In a major success in the fight against cybercrime, INTERPOL today announced that it had identified a botnet of some 20,000 bots in ransomware attacks across the world.
Assuming the cooperation of operations of 25 countries, Operation Secure, which lasted four months from January 2025 to April 2025, resulted in 41 server seizures, more than 100 GB of data which translated to over 400,000 child victims; and 32 arrests globally.
Organised under the Asia and South Pacific Joint Operations Against Cybercrime (ASPJOC) Project, this major operation demonstrates the importance of international collaboration and public-private partnership to fight cyber threats that are constantly growing and changing.
In advance of the operation, INTERPOL collaborated closely with private-sector cybersecurity companies such as Group-IB, Kaspersky and Trend Micro to develop key intelligence which resulted in targeted takedowns to remove 79% of identified suspicious IP addresses.
Information stealer malware is’ the leading backdoor related to gaining unauthorized network access, explicitly created to steal sensitive information like credentials, passwords, credit card details, and cryptocurrency wallet data.
These compromised “logs” are often bought and sold on the cybercriminal underground, acting as the first point of entry-point into more sophisticated attacks such as ransomware deployments, data breaches, and business email compromise (BEC) schemes.
Moving forward, Some important takeaways from Operation Secure are relevant:
Increased International Cooperation: The result of the operation illustrates the power of jurisdictions working together, an essential facet of dismantling global cybercrime networks that take advantage the internet’s borderless environment.

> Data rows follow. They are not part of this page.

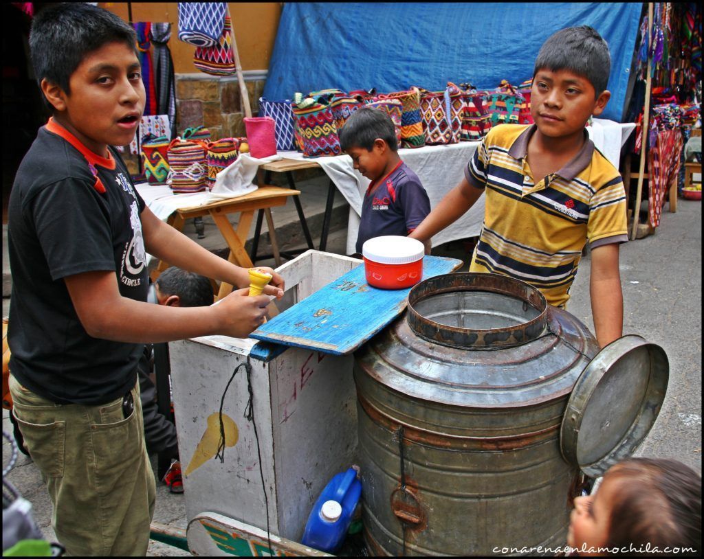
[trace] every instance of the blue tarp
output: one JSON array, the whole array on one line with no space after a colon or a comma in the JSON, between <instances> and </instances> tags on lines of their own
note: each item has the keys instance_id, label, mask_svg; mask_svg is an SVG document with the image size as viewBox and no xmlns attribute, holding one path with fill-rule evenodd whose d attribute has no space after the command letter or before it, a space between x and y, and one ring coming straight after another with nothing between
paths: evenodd
<instances>
[{"instance_id":1,"label":"blue tarp","mask_svg":"<svg viewBox=\"0 0 704 559\"><path fill-rule=\"evenodd\" d=\"M337 4L284 5L263 96L447 82L493 89L533 75L543 42L558 30L591 25L611 51L611 101L621 122L642 4Z\"/></svg>"}]
</instances>

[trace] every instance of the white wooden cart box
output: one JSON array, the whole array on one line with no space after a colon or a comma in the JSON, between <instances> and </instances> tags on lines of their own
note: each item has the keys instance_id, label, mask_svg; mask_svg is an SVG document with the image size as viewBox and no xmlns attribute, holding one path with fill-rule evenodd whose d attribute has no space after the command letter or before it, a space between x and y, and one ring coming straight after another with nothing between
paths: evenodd
<instances>
[{"instance_id":1,"label":"white wooden cart box","mask_svg":"<svg viewBox=\"0 0 704 559\"><path fill-rule=\"evenodd\" d=\"M423 274L461 264L428 256ZM320 554L296 542L328 481L355 459L352 352L403 311L410 290L370 288L361 264L309 250L279 267L293 304L252 333L265 341L169 344L194 554Z\"/></svg>"},{"instance_id":2,"label":"white wooden cart box","mask_svg":"<svg viewBox=\"0 0 704 559\"><path fill-rule=\"evenodd\" d=\"M298 302L361 263L309 250L277 271ZM271 533L298 541L320 491L352 464L357 445L353 356L285 346L272 346L268 355L266 344L258 342L262 361L250 355L257 343L208 336L169 344L181 465L187 472L186 516L190 522L212 511L254 526L268 524ZM225 447L221 463L215 458L220 400L234 369L248 359L253 423L245 418L249 392L242 367L222 403L238 436ZM210 457L199 461L199 456Z\"/></svg>"}]
</instances>

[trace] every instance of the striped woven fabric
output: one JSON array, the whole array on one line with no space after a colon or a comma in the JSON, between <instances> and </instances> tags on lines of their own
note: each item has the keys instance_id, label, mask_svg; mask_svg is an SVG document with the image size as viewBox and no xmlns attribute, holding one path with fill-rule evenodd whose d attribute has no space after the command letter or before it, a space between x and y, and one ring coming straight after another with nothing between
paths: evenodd
<instances>
[{"instance_id":1,"label":"striped woven fabric","mask_svg":"<svg viewBox=\"0 0 704 559\"><path fill-rule=\"evenodd\" d=\"M291 110L303 157L339 155L341 153L340 139L332 109L310 98L296 103L299 95L296 94Z\"/></svg>"},{"instance_id":2,"label":"striped woven fabric","mask_svg":"<svg viewBox=\"0 0 704 559\"><path fill-rule=\"evenodd\" d=\"M403 105L401 147L420 148L425 146L425 136L423 134L423 120L420 116L420 91L418 88L412 87L406 91L379 94L379 99L398 99Z\"/></svg>"},{"instance_id":3,"label":"striped woven fabric","mask_svg":"<svg viewBox=\"0 0 704 559\"><path fill-rule=\"evenodd\" d=\"M208 144L208 190L215 186L218 173L237 160L239 143L238 138L223 138Z\"/></svg>"},{"instance_id":4,"label":"striped woven fabric","mask_svg":"<svg viewBox=\"0 0 704 559\"><path fill-rule=\"evenodd\" d=\"M168 151L170 142L165 136L145 139L142 144L144 174L147 182L163 184L169 174Z\"/></svg>"},{"instance_id":5,"label":"striped woven fabric","mask_svg":"<svg viewBox=\"0 0 704 559\"><path fill-rule=\"evenodd\" d=\"M208 145L199 140L177 138L169 146L169 178L167 183L175 194L208 189Z\"/></svg>"},{"instance_id":6,"label":"striped woven fabric","mask_svg":"<svg viewBox=\"0 0 704 559\"><path fill-rule=\"evenodd\" d=\"M401 147L401 113L403 111L403 105L398 99L382 99L379 101L372 101L367 103L367 107L379 109L386 113L394 121L394 127L396 129L396 141Z\"/></svg>"}]
</instances>

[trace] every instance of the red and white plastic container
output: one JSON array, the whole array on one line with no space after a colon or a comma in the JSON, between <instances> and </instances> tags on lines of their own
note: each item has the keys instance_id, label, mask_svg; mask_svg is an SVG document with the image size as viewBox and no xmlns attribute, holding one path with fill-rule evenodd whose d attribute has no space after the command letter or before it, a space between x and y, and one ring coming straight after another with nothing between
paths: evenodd
<instances>
[{"instance_id":1,"label":"red and white plastic container","mask_svg":"<svg viewBox=\"0 0 704 559\"><path fill-rule=\"evenodd\" d=\"M387 235L362 245L367 283L380 289L405 289L423 277L425 248L416 239Z\"/></svg>"}]
</instances>

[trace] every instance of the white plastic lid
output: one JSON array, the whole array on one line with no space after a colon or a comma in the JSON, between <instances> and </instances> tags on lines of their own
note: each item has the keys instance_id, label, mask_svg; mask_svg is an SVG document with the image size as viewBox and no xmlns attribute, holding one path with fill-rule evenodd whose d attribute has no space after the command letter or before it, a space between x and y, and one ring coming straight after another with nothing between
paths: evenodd
<instances>
[{"instance_id":1,"label":"white plastic lid","mask_svg":"<svg viewBox=\"0 0 704 559\"><path fill-rule=\"evenodd\" d=\"M365 241L362 254L367 260L379 264L410 264L423 257L425 247L417 239L386 235Z\"/></svg>"},{"instance_id":2,"label":"white plastic lid","mask_svg":"<svg viewBox=\"0 0 704 559\"><path fill-rule=\"evenodd\" d=\"M320 513L326 520L334 522L342 515L342 506L337 501L326 501L320 508Z\"/></svg>"}]
</instances>

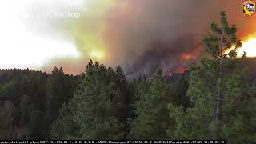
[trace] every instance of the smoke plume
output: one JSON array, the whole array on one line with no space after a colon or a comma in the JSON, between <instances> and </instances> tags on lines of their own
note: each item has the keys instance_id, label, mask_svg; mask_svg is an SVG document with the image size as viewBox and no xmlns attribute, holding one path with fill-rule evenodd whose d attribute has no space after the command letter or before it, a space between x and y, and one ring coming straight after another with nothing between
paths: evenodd
<instances>
[{"instance_id":1,"label":"smoke plume","mask_svg":"<svg viewBox=\"0 0 256 144\"><path fill-rule=\"evenodd\" d=\"M240 37L254 33L256 22L243 15L242 0L106 2L85 6L88 10L81 10L82 18L62 22L63 31L82 54L76 60L79 66L92 58L121 65L130 76L150 75L156 68L166 72L188 68L204 54L202 39L221 11L226 12L230 24L238 25ZM70 63L59 62L64 70Z\"/></svg>"}]
</instances>

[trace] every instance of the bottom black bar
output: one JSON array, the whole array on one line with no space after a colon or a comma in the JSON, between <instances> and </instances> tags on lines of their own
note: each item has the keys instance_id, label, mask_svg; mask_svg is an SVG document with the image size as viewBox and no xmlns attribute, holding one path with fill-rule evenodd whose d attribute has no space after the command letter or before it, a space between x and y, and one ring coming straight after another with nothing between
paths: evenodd
<instances>
[{"instance_id":1,"label":"bottom black bar","mask_svg":"<svg viewBox=\"0 0 256 144\"><path fill-rule=\"evenodd\" d=\"M0 140L0 144L226 144L226 140Z\"/></svg>"}]
</instances>

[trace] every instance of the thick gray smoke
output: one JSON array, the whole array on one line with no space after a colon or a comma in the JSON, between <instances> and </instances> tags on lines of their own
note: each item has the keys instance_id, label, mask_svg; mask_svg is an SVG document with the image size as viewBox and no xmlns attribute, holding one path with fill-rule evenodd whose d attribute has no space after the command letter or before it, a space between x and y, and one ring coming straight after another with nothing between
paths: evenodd
<instances>
[{"instance_id":1,"label":"thick gray smoke","mask_svg":"<svg viewBox=\"0 0 256 144\"><path fill-rule=\"evenodd\" d=\"M238 31L248 34L247 26L255 21L242 14L242 2L118 1L108 12L103 36L112 54L110 63L125 66L128 75L151 74L156 68L166 72L187 68L203 54L202 41L221 11L227 13L230 24L238 25ZM191 58L184 58L186 54Z\"/></svg>"},{"instance_id":2,"label":"thick gray smoke","mask_svg":"<svg viewBox=\"0 0 256 144\"><path fill-rule=\"evenodd\" d=\"M90 2L95 5L85 5L82 18L68 22L64 29L82 58L72 62L58 59L50 66L57 64L78 74L84 70L86 62L102 51L101 62L114 67L121 65L130 77L140 73L150 75L157 68L179 72L204 54L202 39L210 31L210 22L218 22L221 11L226 12L230 24L238 25L241 38L254 34L256 24L255 16L242 14L242 0ZM70 63L78 66L69 66Z\"/></svg>"}]
</instances>

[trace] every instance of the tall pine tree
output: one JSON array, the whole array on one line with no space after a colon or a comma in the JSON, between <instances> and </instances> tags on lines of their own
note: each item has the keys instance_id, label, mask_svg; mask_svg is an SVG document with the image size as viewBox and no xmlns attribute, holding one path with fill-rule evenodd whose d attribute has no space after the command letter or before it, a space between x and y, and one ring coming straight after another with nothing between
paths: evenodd
<instances>
[{"instance_id":1,"label":"tall pine tree","mask_svg":"<svg viewBox=\"0 0 256 144\"><path fill-rule=\"evenodd\" d=\"M187 94L192 107L169 106L176 122L176 127L168 131L170 138L253 142L253 130L246 122L251 118L245 119L242 112L249 102L245 101L250 95L244 82L246 70L239 70L236 64L236 50L242 43L236 37L236 26L229 26L224 12L220 16L221 27L213 22L212 33L204 40L210 56L202 58L200 66L190 71Z\"/></svg>"}]
</instances>

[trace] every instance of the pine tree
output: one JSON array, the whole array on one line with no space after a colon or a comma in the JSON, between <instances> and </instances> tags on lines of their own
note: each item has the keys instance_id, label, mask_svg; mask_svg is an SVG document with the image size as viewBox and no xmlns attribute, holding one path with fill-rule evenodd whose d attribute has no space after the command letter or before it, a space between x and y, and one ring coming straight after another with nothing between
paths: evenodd
<instances>
[{"instance_id":1,"label":"pine tree","mask_svg":"<svg viewBox=\"0 0 256 144\"><path fill-rule=\"evenodd\" d=\"M236 26L228 26L225 13L221 13L221 28L214 22L211 28L212 34L205 38L206 50L211 57L203 58L200 66L190 71L187 94L193 106L185 110L170 104L170 114L177 126L168 134L174 138L250 143L253 130L248 129L250 126L242 112L250 97L244 82L246 70L239 70L236 64L236 50L242 43L236 38Z\"/></svg>"},{"instance_id":2,"label":"pine tree","mask_svg":"<svg viewBox=\"0 0 256 144\"><path fill-rule=\"evenodd\" d=\"M108 69L109 70L111 69ZM52 138L76 138L82 139L121 139L124 125L116 117L120 102L114 102L119 96L115 82L110 79L110 74L104 65L90 60L86 66L85 76L68 103L68 110L62 107L61 114L54 123L50 132ZM111 71L111 70L110 70ZM70 111L66 114L65 111ZM73 121L72 121L73 120ZM72 122L70 122L72 121ZM63 122L63 123L62 123ZM58 134L59 127L73 123L73 126Z\"/></svg>"},{"instance_id":3,"label":"pine tree","mask_svg":"<svg viewBox=\"0 0 256 144\"><path fill-rule=\"evenodd\" d=\"M172 102L173 90L162 70L150 79L148 89L141 87L135 102L135 118L131 122L130 137L136 139L166 139L168 126L167 104ZM144 89L146 88L146 89Z\"/></svg>"}]
</instances>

The Importance of Public-Private Partnerships: Working with cybersecurity companies was critical to furnishing actionable intelligence that enabled law enforcement to quickly identify and dismantle malicious infrastructure.
Takedown of Cybercriminal Operations: We removed malicious IPs and servers through Operation Secure to eliminate the control being exercised by cyber criminals on exploited computers, thereby preventing widespread damage to individuals and businesses.
Proactive Victim Notification: In the aftermath of the operation, law enforcement notified more than 216,000 potential victims, and notified those victims of steps they can take to prevent future fraud, such as by changing account passwords and freezing accounts.
INTERPOL’s Director of Cybercrime, Neal Jetton underlined the commitment to continued operations: “Operation Secure has demonstrated yet again the strength of collaboration in intelligence sharing to disrupt malicious infrastructure and prevent significant harm to both corporate and individual victims.”
This operation is a stark reminder of the continued threat posed by infostealers and the importance of strong, cooperative defenses against these threats.